Co-Authored-By: Claude Opus 4.8 <noreply@anthropic.com>
Co-Authored-By: Claude Opus 4.8 <noreply@anthropic.com>
@frankmcsherry frankmcsherry merged commit 817018c into scope-tree-ir Jun 10, 2026
6 checks passed
@frankmcsherry frankmcsherry deleted the explain-tree branch June 10, 2026 10:29
frankmcsherry added a commit that referenced this pull request Jun 10, 2026
#753)

* explain_tree: clone-with-lifts on the scope tree

First piece of the explanation rewrite's tree port: `clone_into` clones a
program's scopes into an output scope, and every nested scope additionally
lift_iters and exports each internal collection — so every op and feedback
var in the subtree has a host-visible form (user-iter coords folded into the
value, innermost first) at the embedding level, cascading one lift per
enclosing scope exit.

This is the flat rewrite's `host` map become structure: "a scope exports its
lifted internals". The flat version's positional scope tracking, pending
pile, leave depth-offset arithmetic, and the Leave-aliasing fix-up pass all
dissolve; the embedding depth is no longer a parameter (the renderer derives
depth structurally, so a clone needn't know where it will sit).

Verified: structural tests (host coverage of every site on scc, one lift per
level on the re-export chains, identity-clone shape), and behaviorally via
CLONE_RT=1 in ddir_vec — the cloned program's outputs match the plain run
byte-for-byte across the corpus (reach, scc, stable, kcore). The lift chains
execute but are not yet consumed; their content gets exercised when the
reverse rules build pair tables from them.

Co-Authored-By: Claude Opus 4.8 <noreply@anthropic.com>

* explain_tree: the explanation transform on the scope tree

The full rewrite: output root { sources, query input, witness clone } plus an
iterative `explain` scope { demand-set vars, forward clone on demanded rows,
reverse-tracing ops, demand exports }. The reverse dataflow is flat inside
the explain scope by design (iteration time folds into values, the `folded`
layout), so the per-op lookup rules port nearly verbatim. What the tree
changes is boundary bookkeeping: a reference is *resolved* through explicit
import/export edges to the value site it names, and the ordinary shape-
preserving lookup against that site's host form injects or strips chain
coordinates as depths dictate — flat's special Leave rule and its two-length
Side both dissolve, and flat's latent cross-scope pass-through mismatch
can't arise (routing adapts depth uniformly).

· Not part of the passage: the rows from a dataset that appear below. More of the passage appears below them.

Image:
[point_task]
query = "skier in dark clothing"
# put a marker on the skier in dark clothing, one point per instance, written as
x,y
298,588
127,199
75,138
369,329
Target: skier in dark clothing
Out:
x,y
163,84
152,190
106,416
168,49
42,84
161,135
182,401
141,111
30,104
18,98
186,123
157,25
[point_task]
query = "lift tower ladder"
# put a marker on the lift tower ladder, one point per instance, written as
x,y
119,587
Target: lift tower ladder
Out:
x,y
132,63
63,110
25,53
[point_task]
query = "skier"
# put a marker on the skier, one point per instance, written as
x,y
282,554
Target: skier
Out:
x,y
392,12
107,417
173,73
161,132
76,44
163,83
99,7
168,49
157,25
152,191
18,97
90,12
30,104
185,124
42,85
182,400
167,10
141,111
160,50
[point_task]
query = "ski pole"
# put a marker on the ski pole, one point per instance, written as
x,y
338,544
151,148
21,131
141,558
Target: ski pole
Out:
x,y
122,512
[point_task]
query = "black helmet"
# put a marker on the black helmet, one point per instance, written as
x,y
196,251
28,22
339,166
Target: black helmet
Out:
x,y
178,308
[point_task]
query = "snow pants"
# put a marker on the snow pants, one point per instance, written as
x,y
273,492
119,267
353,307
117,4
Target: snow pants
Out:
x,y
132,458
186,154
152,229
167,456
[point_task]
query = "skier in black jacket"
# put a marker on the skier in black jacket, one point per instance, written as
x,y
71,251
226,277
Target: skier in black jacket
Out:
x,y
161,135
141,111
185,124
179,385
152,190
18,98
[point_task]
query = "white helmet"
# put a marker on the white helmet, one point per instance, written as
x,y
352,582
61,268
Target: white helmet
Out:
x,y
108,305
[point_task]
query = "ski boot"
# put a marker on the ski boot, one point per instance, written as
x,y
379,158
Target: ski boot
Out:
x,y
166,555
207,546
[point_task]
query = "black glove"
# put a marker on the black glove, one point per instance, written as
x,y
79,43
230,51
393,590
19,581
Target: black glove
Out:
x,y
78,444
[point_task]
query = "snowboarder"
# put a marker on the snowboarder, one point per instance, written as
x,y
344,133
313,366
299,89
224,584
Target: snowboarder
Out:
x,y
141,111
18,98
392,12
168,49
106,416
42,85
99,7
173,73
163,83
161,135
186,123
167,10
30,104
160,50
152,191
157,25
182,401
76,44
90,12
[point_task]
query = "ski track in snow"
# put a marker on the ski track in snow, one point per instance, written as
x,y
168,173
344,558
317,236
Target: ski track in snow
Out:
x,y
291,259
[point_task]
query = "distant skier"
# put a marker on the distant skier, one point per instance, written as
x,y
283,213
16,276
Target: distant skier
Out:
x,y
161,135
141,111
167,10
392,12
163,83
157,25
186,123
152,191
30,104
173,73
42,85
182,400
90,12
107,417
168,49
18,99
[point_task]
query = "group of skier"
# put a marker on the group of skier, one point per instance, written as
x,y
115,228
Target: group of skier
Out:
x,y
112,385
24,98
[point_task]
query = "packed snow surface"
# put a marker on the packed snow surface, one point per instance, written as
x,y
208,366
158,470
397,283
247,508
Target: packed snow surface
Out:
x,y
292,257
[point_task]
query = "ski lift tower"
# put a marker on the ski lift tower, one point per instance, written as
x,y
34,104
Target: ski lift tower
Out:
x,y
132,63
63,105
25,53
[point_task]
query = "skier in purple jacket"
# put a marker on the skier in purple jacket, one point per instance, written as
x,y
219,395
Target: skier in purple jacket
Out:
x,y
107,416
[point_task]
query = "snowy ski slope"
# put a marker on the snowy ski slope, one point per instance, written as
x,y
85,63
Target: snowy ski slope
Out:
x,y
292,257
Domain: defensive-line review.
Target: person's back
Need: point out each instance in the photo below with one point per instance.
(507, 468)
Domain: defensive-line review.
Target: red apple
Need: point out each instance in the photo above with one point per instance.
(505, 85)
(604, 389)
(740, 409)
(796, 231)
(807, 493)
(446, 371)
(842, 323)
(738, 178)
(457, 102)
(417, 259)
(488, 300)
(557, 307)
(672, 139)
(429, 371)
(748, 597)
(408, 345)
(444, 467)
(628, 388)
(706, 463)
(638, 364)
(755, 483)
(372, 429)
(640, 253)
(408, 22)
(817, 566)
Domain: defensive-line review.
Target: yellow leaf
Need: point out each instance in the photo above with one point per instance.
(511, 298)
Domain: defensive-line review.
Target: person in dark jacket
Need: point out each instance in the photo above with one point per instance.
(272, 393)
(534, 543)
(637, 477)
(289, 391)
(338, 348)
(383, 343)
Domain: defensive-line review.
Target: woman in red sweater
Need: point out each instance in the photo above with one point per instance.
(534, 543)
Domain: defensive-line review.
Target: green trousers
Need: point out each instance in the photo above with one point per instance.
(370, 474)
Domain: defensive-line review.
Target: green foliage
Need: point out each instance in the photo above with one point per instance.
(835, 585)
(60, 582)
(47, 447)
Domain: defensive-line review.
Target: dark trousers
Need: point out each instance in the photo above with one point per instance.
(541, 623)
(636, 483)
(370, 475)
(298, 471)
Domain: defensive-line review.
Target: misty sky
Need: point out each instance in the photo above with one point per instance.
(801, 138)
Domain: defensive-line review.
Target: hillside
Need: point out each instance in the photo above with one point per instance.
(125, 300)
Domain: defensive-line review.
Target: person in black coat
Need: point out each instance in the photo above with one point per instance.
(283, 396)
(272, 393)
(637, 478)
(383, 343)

ddir_vec --explain now runs the tree path by default (FLAT=1 --explain for
the flat rewrite); flat gains a matching demand_set debug inspect for A/B.

Verified: demand-sets MATCH flat byte-for-byte on shape-valid queries across
reach, scc on two graphs (3 queries each), and stable. An earlier apparent
scc over-inclusion traced to a SHAPE-INVALID query (key/val not matching the
aggregate export); on such junk queries the two paths produce different junk
- a loud shape check on the query input is the right guard (future: the
shapes pass). On valid queries the paths agree everywhere tested.

Co-Authored-By: Claude Opus 4.8 <noreply@anthropic.com>

* explain_tree: reject shape-invalid queries loudly

`export_shape` exposes the first export's (k, v); ddir_vec asserts the QUERY
against it at seeding. A mismatched query addresses nothing and yields
plausible-looking junk demand (the source of a false "regression" during the
flat/tree comparison); now it fails with the expected shape spelled out.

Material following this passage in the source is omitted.